Dr. Charles Oxnard has used multivariate analysis to reconstruct the
foot of an australopithecine (Catchpool 2001).
He believes that the big toe is not in line like a human foot; instead,
it sticks out like that of a chimpanzee.
Dr. Oxnard does not think that Lucy or her species belong in the Homo
line; he believes that they are just a unique adaptation in the line of
evolution. However, I think there is
one flaw to his thinking; he doesn't take into account the dating of the
Laetoli tracks, which indeed show that they were made at the time that Lucy
lived.
Conclusions
When
Dr. Donald Johanson found a bone protruding out of the sand on that hot day in
Ethiopia, he had no idea of the magnitude of his find. Lucy has become very important in everyday
society; the name Lucy is usually recognized by any common person walking on
the street. The name Lucy can also be
found on trivial games and comics.
Twenty-seven years later, the name Lucy still conjures up visions of our
early ancestors.
Did
Lucy belong to a species where males and females differed greatly in size and
shape? This question is still a major
topic of controversy that surrounds Lucy and her species. With the available evidence presented by
Johanson and his colleagues, I believe that the 'First Family' represents
Australopithecus afarensis. Yes,
there are great morphological differences between the two sizes of hominids
found there, but some researchers fail to see the differences in the apes of
today. Some of the best examples of
this are orangutans and gorillas. The
males are much bigger than females, why couldn't this have been the case with A.
afarensis?
The
vision of Lucy in our minds or in a drawing is usually of her walking upright
as we do. The belief of her walking
upright is still a hot controversy among many anthropologists. Lucy and her species' skeletons can be
analyzed forever, yet there will always be controversy about whether she was
bipedal or arboreal. When reading the
opinions of many anthropologists. I have realized that most anthropologists do
believe that Lucy did indeed walk upright.

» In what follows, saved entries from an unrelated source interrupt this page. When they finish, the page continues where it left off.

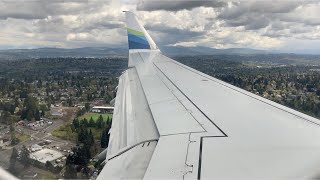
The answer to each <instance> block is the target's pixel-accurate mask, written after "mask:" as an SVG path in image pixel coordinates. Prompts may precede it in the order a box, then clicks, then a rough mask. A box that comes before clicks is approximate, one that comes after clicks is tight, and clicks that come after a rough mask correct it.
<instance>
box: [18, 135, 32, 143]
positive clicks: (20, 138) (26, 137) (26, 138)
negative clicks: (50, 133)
mask: <svg viewBox="0 0 320 180" xmlns="http://www.w3.org/2000/svg"><path fill="white" fill-rule="evenodd" d="M16 137H17V138H18V139H19V142H24V141H26V140H28V139H29V137H30V136H28V135H25V134H20V133H16Z"/></svg>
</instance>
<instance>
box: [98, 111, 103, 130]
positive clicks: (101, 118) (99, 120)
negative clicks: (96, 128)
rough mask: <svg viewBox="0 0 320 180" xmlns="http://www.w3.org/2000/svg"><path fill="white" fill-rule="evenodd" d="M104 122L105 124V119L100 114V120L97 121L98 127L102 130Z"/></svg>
mask: <svg viewBox="0 0 320 180" xmlns="http://www.w3.org/2000/svg"><path fill="white" fill-rule="evenodd" d="M102 122H103V117H102V115H101V114H100V116H99V118H98V120H97V127H98V128H99V129H100V128H102Z"/></svg>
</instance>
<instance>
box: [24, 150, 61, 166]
mask: <svg viewBox="0 0 320 180" xmlns="http://www.w3.org/2000/svg"><path fill="white" fill-rule="evenodd" d="M62 157H64V155H63V154H62V153H61V152H59V151H55V150H53V149H47V148H45V149H41V150H39V151H36V152H33V153H31V154H30V158H31V159H33V160H35V161H38V162H40V163H41V164H42V165H45V164H46V163H47V161H49V162H51V161H56V160H57V159H60V158H62Z"/></svg>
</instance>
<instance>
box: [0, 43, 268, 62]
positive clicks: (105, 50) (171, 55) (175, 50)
mask: <svg viewBox="0 0 320 180" xmlns="http://www.w3.org/2000/svg"><path fill="white" fill-rule="evenodd" d="M160 49H161V50H162V52H163V53H164V54H166V55H170V56H179V55H182V56H184V55H217V54H266V53H267V52H266V51H262V50H256V49H246V48H231V49H215V48H209V47H202V46H198V47H183V46H162V47H160ZM127 55H128V49H127V48H107V47H84V48H75V49H63V48H39V49H9V50H0V59H27V58H43V57H47V58H52V57H108V56H127Z"/></svg>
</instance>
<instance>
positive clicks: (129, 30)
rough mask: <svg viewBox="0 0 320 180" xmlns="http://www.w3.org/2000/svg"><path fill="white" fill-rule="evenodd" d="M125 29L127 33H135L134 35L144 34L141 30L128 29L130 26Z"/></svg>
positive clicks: (139, 35)
mask: <svg viewBox="0 0 320 180" xmlns="http://www.w3.org/2000/svg"><path fill="white" fill-rule="evenodd" d="M127 31H128V33H130V34H133V35H136V36H144V34H143V33H142V32H140V31H136V30H133V29H130V28H127Z"/></svg>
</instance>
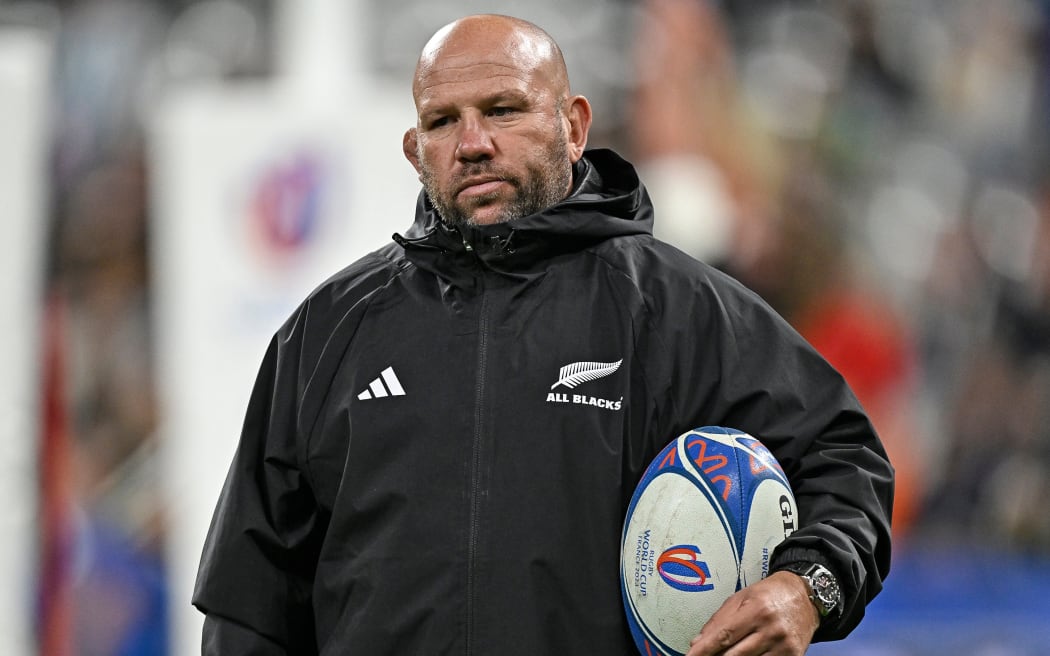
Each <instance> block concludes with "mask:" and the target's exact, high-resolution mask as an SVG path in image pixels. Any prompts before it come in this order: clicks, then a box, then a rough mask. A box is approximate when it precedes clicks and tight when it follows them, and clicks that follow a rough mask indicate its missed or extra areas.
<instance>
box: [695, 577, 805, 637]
mask: <svg viewBox="0 0 1050 656" xmlns="http://www.w3.org/2000/svg"><path fill="white" fill-rule="evenodd" d="M819 626H820V615H819V614H818V613H817V609H816V608H815V607H814V606H813V602H812V601H810V590H808V588H807V587H806V585H805V581H804V580H802V577H801V576H798V575H797V574H793V573H791V572H774V573H772V574H770V575H769V576H766V577H765V578H763V579H762V580H760V581H758V583H755V584H752V585H750V586H748V587H747V588H744V589H743V590H741V591H739V592H737V593H736V594H734V595H733V596H731V597H730V598H728V599H726V602H724V604H722V605H721V608H719V609H718V611H717V612H716V613H715V614H714V615H713V616H712V617H711V619H710V620H709V621H708V623H707V625H705V626H703V629H701V630H700V634H699V635H698V636H696V637H695V638H693V641H692V643H691V644H692V647H691V648H690V649H689V653H688V654H687V655H686V656H716V655H719V656H802V654H804V653H805V650H806V648H808V647H810V641H811V640H813V634H814V633H815V632H816V631H817V627H819Z"/></svg>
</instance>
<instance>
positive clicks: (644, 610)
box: [619, 426, 798, 656]
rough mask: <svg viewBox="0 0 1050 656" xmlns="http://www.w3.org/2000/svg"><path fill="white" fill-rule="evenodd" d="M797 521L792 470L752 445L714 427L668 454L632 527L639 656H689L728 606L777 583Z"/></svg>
mask: <svg viewBox="0 0 1050 656" xmlns="http://www.w3.org/2000/svg"><path fill="white" fill-rule="evenodd" d="M797 514H798V513H797V509H796V506H795V496H794V494H792V490H791V485H790V484H789V483H787V479H786V478H785V477H784V472H783V469H781V467H780V464H779V463H778V462H777V460H776V458H774V457H773V453H771V452H770V450H769V449H766V448H765V447H764V446H763V445H762V443H761V442H759V441H758V440H756V439H755V438H753V437H751V436H750V435H748V433H745V432H741V431H739V430H734V429H732V428H722V427H719V426H706V427H702V428H697V429H695V430H691V431H689V432H687V433H685V435H682V436H680V437H678V438H677V439H676V440H674V441H673V442H671V443H670V444H668V445H667V446H666V447H665V448H664V450H661V451H660V452H659V454H658V456H656V458H655V459H654V460H653V462H652V463H651V464H650V465H649V467H648V468H647V469H646V471H645V473H644V474H643V477H642V481H639V482H638V486H637V488H636V489H635V491H634V495H633V498H632V499H631V504H630V506H629V507H628V509H627V517H626V519H625V521H624V534H623V542H622V545H621V569H619V574H621V589H622V591H623V596H624V608H625V609H626V611H627V621H628V623H629V625H630V628H631V634H632V635H633V636H634V642H635V643H636V644H637V647H638V651H639V653H642V654H645V655H646V656H656V655H657V654H660V655H664V656H679V655H681V654H685V653H686V652H688V651H689V641H690V640H692V639H693V637H695V636H696V634H697V633H699V631H700V629H701V628H702V627H703V625H705V623H706V622H707V621H708V619H710V618H711V616H712V615H713V614H714V613H715V611H717V610H718V608H719V607H720V606H721V604H722V601H724V600H726V599H727V598H728V597H729V596H730V595H732V594H733V593H734V592H736V591H738V590H740V589H742V588H743V587H745V586H748V585H749V584H751V583H754V581H756V580H759V579H760V578H763V577H764V576H765V575H766V574H768V573H769V562H770V557H771V556H772V554H773V549H774V547H776V546H777V545H778V544H780V542H782V541H783V539H784V538H785V537H786V536H787V535H791V534H792V532H794V531H795V530H796V529H797V528H798V520H797V519H796V517H797Z"/></svg>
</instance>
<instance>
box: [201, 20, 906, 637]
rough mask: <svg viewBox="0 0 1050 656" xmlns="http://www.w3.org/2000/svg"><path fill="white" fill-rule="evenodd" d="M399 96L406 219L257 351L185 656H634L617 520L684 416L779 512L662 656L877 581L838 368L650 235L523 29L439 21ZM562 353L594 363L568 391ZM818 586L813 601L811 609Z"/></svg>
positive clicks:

Based upon the evidence, A. afarensis is the best candidate for
leaving the famed 'Laetoli Tracks'.
There is always the possibility that there was another species that left
those tracks, and perhaps some day evidence will be found to prove it. I agree with Dr. Johanson that Lucy did walk
upright, and perhaps did climb trees for certain activities.
The
controversy of Lucy being a male or female is slowly dwindling from
anthropological society. It is hardly
talked about, because of the overwhelming evidence that Lucy is indeed
female. Except for an occasional person
who believes that Lucy is a male, most anthropologists concede to the idea that
she is female, based upon the pelvis.
Even though Lucy's pelvis is not like a humans', but rather in between a
human and chimp, it is still clear to most that Lucy's pelvis is bowl-shaped,
like that of human females.
As
researchers continue to search for our ancestors, more evidence will be found
that could strengthen or weaken our ideas of how Lucy relates to us. Recent findings have come up with fossilized
hominids that seem to be earlier than Lucy, and still be our ancestors. We do know that A. afarensis did live
unchanged for 400,000 years. With all
the faults that we find in Lucy's anatomy, by not being able to as versatile as
us, A. afarensis must have been greatly adapted to it's environment for
that long. If Homo sapiens sapiens
does live as long as A. afarensis, then I believe that we can scrutinize
what anatomical features of Lucy are better or worse than our own. As stated by Dr. Johanson in 1996, "At
21, Lucy has indeed come of age" (Johanson 1996: 117).
Figure
6. Lucy has become more famous
than her discoverer; this comic is just an example. Drawn by Nick Downes in 1989 (Johanson 1994: 63).